Comment y remédier ?

Il n’y a pas d’éducation autour du sommeil. On devrait avoir les bases de ce qu’on appelait avant « l’hygiène de sommeil ». Pour un enfant, c’est d’avoir des rythmes réguliers de sommeil, avec un lever un peu à heure fixe, ne pas se décaler de plus d’1h30 le week-end, sinon il aura encore plus de difficultés la semaine suivante à aller se coucher, la privation de sommeil sera encore plus importante, comme sa fatigue cognitive, avec une difficulté à contrôler ses pensées le soir : on va tomber dans un cercle vicieux. Ce « jetlag social » est associé, avec la privation de sommeil et les rythmes irréguliers, à une mauvaise santé mentale et physique, à plus de suicides.

Quelle durée de sommeil est nécessaire à l’enfant et l’adolescent ?

Le besoin évolue avec l’âge, mais c’est entre 10 et 14 heures pour les enfants préscolaires. Entre 6 et 13 ans, la durée recommandée est de 9 à 11 heures. Et les adolescents, c’est plutôt 8 à 10 heures. La population n’a jamais été autant privée de sommeil, c’est 1h30 en moyenne actuellement, et les jeunes paient le tribut le plus important.

Écrans et réseaux sociaux avant de dormir dégradent-ils le sommeil ?

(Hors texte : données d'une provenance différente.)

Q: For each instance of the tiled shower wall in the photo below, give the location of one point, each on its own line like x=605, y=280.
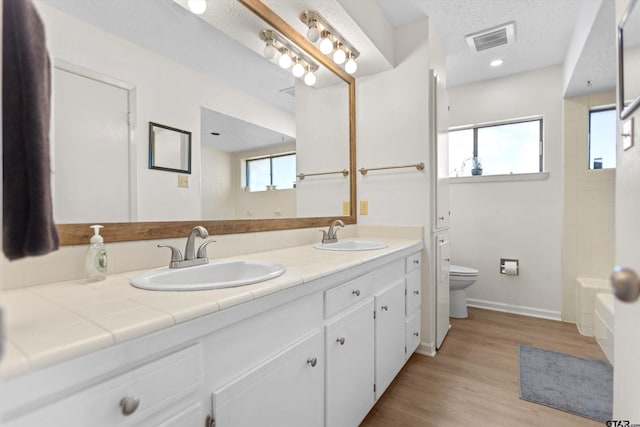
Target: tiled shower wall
x=589, y=202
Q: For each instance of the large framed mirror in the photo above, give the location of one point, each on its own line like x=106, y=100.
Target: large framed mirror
x=629, y=60
x=225, y=114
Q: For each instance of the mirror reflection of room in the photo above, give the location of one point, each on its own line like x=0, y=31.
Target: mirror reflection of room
x=104, y=106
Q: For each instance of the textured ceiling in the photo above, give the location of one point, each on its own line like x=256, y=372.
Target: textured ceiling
x=236, y=135
x=543, y=34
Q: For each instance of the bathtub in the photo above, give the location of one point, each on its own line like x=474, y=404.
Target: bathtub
x=586, y=291
x=604, y=323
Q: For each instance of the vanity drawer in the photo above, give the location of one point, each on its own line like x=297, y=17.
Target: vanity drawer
x=412, y=295
x=347, y=294
x=155, y=385
x=412, y=262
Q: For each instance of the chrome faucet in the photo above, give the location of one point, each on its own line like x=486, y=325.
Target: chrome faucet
x=331, y=236
x=191, y=258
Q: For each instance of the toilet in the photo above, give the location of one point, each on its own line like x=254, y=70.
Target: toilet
x=460, y=278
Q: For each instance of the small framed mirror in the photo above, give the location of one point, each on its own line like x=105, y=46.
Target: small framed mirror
x=169, y=148
x=629, y=60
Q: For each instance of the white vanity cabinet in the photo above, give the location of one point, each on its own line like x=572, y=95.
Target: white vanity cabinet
x=390, y=334
x=350, y=366
x=316, y=354
x=286, y=390
x=158, y=391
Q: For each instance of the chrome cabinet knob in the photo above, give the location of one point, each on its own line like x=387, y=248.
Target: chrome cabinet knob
x=626, y=284
x=129, y=404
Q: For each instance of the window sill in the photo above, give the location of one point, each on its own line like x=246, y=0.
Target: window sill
x=499, y=178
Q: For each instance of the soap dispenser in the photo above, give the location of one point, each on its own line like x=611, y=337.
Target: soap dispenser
x=96, y=261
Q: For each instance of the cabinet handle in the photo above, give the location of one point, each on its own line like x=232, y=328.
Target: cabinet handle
x=129, y=404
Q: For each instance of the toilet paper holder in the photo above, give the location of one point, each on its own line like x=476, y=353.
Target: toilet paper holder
x=509, y=261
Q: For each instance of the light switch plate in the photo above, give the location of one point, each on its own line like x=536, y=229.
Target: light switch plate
x=364, y=207
x=627, y=134
x=183, y=181
x=346, y=208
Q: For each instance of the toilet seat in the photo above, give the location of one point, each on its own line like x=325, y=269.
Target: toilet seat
x=462, y=271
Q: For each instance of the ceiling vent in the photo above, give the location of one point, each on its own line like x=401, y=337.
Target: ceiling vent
x=291, y=91
x=492, y=37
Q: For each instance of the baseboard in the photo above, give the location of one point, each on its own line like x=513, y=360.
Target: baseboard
x=426, y=349
x=515, y=309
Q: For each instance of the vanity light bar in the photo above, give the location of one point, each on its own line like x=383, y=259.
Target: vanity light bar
x=283, y=45
x=309, y=17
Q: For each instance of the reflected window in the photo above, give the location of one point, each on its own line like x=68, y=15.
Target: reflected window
x=271, y=173
x=602, y=138
x=499, y=149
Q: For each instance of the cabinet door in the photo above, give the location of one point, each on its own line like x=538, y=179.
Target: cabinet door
x=287, y=390
x=440, y=108
x=350, y=366
x=390, y=340
x=412, y=330
x=442, y=288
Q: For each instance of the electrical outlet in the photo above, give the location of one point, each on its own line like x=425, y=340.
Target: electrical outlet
x=364, y=207
x=183, y=181
x=346, y=208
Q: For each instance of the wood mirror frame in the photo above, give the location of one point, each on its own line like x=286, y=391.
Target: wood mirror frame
x=78, y=234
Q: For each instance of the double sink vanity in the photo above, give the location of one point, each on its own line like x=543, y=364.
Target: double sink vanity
x=315, y=345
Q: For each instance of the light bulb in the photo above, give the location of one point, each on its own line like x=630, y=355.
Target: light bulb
x=326, y=45
x=285, y=60
x=339, y=56
x=197, y=6
x=310, y=79
x=313, y=34
x=351, y=66
x=270, y=51
x=298, y=70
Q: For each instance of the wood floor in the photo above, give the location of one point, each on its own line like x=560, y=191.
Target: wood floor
x=473, y=380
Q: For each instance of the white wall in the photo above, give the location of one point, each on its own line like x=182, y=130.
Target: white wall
x=322, y=136
x=515, y=219
x=392, y=113
x=167, y=93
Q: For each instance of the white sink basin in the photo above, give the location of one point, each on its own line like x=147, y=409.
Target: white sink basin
x=351, y=245
x=215, y=275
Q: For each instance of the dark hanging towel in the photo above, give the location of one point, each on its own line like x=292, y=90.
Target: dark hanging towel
x=28, y=227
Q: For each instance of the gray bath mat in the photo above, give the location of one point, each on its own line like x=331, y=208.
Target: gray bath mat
x=581, y=386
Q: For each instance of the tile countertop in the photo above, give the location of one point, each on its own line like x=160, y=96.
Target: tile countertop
x=49, y=324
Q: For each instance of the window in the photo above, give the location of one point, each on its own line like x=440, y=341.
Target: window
x=501, y=149
x=277, y=171
x=602, y=138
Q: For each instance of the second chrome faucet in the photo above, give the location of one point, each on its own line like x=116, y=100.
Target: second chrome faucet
x=331, y=236
x=191, y=257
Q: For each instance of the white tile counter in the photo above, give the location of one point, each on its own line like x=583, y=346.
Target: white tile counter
x=53, y=323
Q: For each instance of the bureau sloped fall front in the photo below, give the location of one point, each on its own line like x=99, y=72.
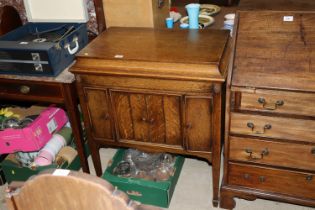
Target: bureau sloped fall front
x=155, y=90
x=270, y=116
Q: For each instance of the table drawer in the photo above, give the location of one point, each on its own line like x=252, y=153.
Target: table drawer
x=26, y=88
x=283, y=154
x=287, y=182
x=277, y=102
x=273, y=127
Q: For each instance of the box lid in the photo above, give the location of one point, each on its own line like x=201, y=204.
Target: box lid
x=275, y=50
x=63, y=11
x=187, y=54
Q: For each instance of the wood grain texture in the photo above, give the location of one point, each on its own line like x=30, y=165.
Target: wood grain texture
x=173, y=122
x=97, y=101
x=198, y=123
x=279, y=53
x=281, y=154
x=46, y=191
x=122, y=109
x=154, y=53
x=156, y=119
x=281, y=127
x=139, y=116
x=274, y=180
x=170, y=77
x=296, y=103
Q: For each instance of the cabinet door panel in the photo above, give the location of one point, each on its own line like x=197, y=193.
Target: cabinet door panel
x=139, y=117
x=123, y=115
x=156, y=119
x=198, y=123
x=172, y=115
x=97, y=103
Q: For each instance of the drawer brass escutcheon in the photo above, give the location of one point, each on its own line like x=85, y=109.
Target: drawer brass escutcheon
x=266, y=106
x=252, y=126
x=309, y=177
x=25, y=89
x=251, y=156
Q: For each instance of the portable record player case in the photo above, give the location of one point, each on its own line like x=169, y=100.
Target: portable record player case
x=47, y=44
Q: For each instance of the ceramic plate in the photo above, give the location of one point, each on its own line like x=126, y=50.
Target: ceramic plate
x=209, y=9
x=204, y=20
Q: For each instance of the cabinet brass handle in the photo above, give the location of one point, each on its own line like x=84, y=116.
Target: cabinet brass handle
x=262, y=179
x=252, y=156
x=270, y=106
x=252, y=127
x=25, y=89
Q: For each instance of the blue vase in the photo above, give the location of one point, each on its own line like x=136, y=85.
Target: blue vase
x=193, y=15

Ils ont un impact mais il ne faut pas confondre la cause et la conséquence. On les diabolise souvent mais c’est aussi une conséquence du fait que, physiologiquement, jusqu’à 11 % des adolescents ont un chronotype (rythme biologique, ndlr) du soir : ils n’ont pas sommeil, ont une température haute, une vigilance importante… Il leur est impossible de s’endormir alors ils s’occupent avec ce qu’ils ont : réseaux sociaux, portables… Mais il est vrai que l’usage de ces écrans, notamment la lumière bleue qui va inhiber la sécrétion de mélatonine – hormone favorisant l’endormissement -, va aggraver ce chronotype du soir. Et avoir beaucoup d’interactions sociales, regarder des vidéos est très éveillant.

Par quoi les remplacer ?

On conseille beaucoup la lecture avant de dormir : c’est très relaxant, cela fait couper avec la rumination, l’anxiété de la journée, on se concentre sur l’histoire qu’on lit et le moment présent, et les études scientifiques montrent que le sommeil sera moins fragmenté, plus profond, de meilleure qualité.

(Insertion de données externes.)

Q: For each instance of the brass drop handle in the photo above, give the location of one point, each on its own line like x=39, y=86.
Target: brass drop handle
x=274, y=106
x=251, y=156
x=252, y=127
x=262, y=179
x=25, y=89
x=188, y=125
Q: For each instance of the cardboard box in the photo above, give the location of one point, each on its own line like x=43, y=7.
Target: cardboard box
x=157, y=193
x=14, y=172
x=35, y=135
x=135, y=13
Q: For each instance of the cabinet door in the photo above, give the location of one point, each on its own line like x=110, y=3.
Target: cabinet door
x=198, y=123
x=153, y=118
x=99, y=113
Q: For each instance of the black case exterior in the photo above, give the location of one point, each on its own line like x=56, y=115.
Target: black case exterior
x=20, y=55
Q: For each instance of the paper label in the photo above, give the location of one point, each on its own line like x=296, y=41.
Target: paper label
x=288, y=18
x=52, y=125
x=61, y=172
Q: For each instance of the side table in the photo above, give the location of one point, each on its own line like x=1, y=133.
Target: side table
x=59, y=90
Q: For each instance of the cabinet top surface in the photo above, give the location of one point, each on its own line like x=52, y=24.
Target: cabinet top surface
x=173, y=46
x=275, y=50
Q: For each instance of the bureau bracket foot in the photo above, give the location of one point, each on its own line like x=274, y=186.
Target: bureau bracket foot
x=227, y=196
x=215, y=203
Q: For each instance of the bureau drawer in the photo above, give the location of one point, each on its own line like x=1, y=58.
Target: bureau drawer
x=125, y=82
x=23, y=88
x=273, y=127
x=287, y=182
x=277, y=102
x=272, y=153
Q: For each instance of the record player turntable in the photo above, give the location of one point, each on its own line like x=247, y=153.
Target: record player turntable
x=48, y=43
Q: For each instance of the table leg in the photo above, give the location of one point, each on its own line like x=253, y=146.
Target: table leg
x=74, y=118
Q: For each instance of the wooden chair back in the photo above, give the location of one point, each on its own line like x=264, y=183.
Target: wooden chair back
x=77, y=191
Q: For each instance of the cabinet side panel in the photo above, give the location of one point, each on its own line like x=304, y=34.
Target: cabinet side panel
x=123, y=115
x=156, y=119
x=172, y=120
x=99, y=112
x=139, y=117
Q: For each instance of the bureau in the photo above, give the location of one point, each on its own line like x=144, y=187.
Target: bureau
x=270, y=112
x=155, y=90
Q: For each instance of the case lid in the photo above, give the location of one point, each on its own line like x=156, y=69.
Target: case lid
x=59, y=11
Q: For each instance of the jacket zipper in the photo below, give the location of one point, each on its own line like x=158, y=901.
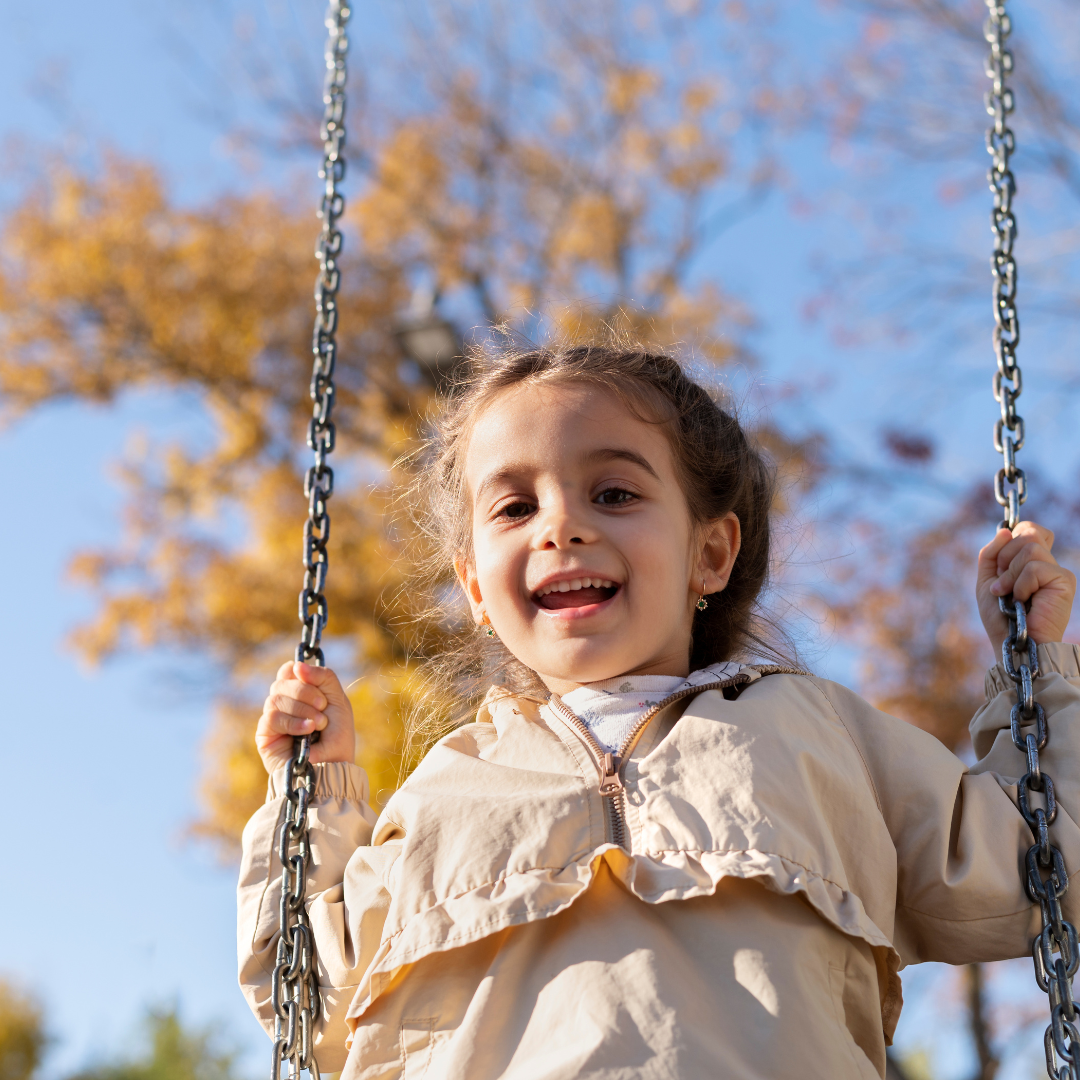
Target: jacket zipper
x=610, y=766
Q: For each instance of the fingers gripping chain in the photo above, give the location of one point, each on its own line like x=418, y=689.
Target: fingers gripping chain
x=294, y=993
x=1054, y=950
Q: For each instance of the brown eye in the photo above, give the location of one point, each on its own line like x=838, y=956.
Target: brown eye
x=615, y=497
x=515, y=511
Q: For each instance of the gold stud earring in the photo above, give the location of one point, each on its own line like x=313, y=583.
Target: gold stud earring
x=702, y=603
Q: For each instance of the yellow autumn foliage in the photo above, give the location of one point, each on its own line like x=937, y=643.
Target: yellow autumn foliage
x=508, y=203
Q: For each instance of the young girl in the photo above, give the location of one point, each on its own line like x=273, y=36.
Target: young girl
x=646, y=858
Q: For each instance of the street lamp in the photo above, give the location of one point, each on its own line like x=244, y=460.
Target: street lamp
x=427, y=338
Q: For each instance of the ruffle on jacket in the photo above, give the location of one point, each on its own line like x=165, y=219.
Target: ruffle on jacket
x=539, y=893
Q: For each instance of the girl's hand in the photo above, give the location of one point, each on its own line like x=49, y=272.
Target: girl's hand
x=305, y=699
x=1020, y=563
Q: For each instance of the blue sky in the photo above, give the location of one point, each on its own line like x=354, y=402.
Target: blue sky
x=112, y=909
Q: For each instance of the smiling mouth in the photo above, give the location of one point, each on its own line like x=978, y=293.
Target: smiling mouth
x=579, y=592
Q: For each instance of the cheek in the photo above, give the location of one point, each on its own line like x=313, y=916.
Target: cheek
x=496, y=567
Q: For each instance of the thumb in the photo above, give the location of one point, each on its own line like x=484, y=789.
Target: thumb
x=322, y=677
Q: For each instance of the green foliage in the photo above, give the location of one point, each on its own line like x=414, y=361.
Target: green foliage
x=22, y=1034
x=173, y=1053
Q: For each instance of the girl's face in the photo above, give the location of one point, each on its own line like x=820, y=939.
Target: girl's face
x=585, y=561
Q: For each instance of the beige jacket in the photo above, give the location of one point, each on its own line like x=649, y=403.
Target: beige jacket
x=785, y=853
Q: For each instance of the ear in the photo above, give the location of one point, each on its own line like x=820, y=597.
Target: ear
x=467, y=578
x=720, y=542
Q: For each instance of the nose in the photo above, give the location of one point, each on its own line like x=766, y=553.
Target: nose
x=563, y=525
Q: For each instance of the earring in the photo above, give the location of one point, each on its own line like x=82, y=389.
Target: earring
x=702, y=603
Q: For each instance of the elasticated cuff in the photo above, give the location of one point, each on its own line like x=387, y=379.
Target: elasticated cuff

Que faire collectivement ?

Je propose de créer un « Challenge 4S, Sommeil, sport, santé, sérénité » : un défi national de quatre semaines pour améliorer son sommeil, faire du sport quotidiennement même 15 minutes, prendre soin de sa santé mentale, avec des conseils, un site internet et une application gratuits, une campagne média avec des influenceurs, des sportifs de haut niveau et des professionnels de santé, pour créer une prise de conscience de l’effet du sport et du sommeil sur la santé mentale.